Orion begins its musical journey in a kind of amorphous ‘interstellar space’. The first movement, titled ‘Memento mori’ (‘Remember that you must die’), evolves from a mysterious introduction towards a powerful orchestral outburst marked by the entrance of the organ. This moment also brings an expansive string melody and an insistent – one would like to say inexorable – rhythmic idea in equal eighth-notes, played fortissimo by the woodwinds. The music then becomes more animated, with a new, exited figure all in rapid sixteenth-notes gradually taking hold of almost the entire orchestra, repeated furioso and con violenza until it is abruptly cut off.
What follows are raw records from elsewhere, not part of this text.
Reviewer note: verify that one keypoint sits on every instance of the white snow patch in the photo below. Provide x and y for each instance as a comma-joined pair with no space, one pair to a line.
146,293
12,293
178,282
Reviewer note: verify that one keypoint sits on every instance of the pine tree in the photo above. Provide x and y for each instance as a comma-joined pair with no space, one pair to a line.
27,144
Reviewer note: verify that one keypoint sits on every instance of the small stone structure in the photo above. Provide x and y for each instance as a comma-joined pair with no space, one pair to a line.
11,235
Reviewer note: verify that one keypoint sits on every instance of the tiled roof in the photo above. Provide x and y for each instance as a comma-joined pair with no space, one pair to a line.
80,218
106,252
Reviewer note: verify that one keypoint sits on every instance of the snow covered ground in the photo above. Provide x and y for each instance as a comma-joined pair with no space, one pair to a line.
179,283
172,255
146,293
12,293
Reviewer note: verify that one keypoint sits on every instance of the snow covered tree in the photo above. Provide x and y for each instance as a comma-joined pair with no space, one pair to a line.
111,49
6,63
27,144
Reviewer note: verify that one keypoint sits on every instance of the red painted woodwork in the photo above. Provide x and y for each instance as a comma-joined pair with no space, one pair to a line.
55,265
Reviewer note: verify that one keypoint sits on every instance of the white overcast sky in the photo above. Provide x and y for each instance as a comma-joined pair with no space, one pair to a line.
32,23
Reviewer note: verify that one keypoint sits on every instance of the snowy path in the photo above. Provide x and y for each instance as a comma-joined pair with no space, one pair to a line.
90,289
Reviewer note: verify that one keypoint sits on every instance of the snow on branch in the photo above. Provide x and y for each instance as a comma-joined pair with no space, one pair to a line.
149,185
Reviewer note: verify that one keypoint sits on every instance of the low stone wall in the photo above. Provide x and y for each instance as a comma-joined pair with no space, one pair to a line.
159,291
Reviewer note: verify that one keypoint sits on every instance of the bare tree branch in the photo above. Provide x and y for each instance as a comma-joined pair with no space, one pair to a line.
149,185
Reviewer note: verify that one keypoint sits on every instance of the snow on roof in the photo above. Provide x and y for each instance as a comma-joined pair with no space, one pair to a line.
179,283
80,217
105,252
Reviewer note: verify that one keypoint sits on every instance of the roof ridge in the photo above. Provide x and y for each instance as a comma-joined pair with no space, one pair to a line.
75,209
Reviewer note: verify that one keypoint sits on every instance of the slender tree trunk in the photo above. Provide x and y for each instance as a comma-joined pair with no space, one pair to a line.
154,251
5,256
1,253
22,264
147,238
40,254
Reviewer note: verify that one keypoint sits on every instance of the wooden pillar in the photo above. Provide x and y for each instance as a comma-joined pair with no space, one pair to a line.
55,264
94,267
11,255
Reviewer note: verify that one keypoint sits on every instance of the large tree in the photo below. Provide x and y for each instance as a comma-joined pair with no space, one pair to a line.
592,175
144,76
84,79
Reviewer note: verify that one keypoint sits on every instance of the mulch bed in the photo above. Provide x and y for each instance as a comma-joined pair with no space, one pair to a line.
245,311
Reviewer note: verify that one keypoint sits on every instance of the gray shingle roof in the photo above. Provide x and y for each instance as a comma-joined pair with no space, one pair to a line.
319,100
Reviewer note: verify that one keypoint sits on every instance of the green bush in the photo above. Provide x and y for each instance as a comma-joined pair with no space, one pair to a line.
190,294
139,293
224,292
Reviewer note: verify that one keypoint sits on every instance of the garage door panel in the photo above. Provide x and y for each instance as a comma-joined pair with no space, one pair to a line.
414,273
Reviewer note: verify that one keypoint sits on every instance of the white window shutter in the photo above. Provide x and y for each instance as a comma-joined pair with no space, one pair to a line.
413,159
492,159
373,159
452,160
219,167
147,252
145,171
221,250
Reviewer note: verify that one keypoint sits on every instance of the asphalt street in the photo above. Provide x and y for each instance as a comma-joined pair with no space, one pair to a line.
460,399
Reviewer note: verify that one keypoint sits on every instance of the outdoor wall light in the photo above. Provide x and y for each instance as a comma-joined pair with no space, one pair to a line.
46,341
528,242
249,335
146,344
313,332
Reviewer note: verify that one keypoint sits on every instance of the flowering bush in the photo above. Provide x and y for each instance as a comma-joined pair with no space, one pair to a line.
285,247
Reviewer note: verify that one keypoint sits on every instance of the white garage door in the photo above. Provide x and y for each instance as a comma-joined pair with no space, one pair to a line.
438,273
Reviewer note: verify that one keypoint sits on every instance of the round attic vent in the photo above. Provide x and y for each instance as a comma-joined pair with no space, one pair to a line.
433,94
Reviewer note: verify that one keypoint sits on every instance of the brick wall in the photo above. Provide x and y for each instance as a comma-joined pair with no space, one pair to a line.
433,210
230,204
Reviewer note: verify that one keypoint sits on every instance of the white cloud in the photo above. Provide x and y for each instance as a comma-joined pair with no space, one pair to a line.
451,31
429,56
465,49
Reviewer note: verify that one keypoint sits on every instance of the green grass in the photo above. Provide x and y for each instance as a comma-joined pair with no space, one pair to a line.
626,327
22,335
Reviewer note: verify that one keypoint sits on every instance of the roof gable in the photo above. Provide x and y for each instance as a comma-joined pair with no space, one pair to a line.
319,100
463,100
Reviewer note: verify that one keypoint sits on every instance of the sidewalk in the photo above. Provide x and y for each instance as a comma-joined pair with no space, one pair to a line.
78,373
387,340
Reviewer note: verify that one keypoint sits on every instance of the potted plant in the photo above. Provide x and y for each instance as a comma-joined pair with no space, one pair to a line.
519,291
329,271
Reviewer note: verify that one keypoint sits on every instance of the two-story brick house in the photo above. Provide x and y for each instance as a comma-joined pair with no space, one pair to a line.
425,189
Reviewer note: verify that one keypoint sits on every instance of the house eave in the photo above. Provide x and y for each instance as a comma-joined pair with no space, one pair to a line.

The second movement, ‘Winter Sky’, opens with a haunting piccolo solo, continued by solo violin, clarinet, oboe, and muted trumpet. As the orchestral soloists pass the melody around, the other instruments provide a colourful and atmospheric accompaniment. The orchestral texture later fills out with multi-layered polyphony, yet the movement remains calm and contemplative. For the ending, the already slow tempo becomes even slower as the piano emerges from the background with a ‘sky-high’ melody repeating a few notes in changing permutations, over expressive string glissandos and the sound of chimes, bowed vibraphone, and crotales.

We come back to earth with the energetic final movement, titled ‘Hunter’. It is a study in perpetual motion – or almost, since the fast motion is repeatedly interrupted by short mysterious episodes in a slow tempo. The third such interruption, more extended than the first two, momentarily recalls the second movement, before the music returns to its former dynamic and joyful self. The excitement grew grows apace, but as the tempo increases, the volume decreases. More and more instruments drop out, and by the end, Orion has once again assumed his position on the night firmament.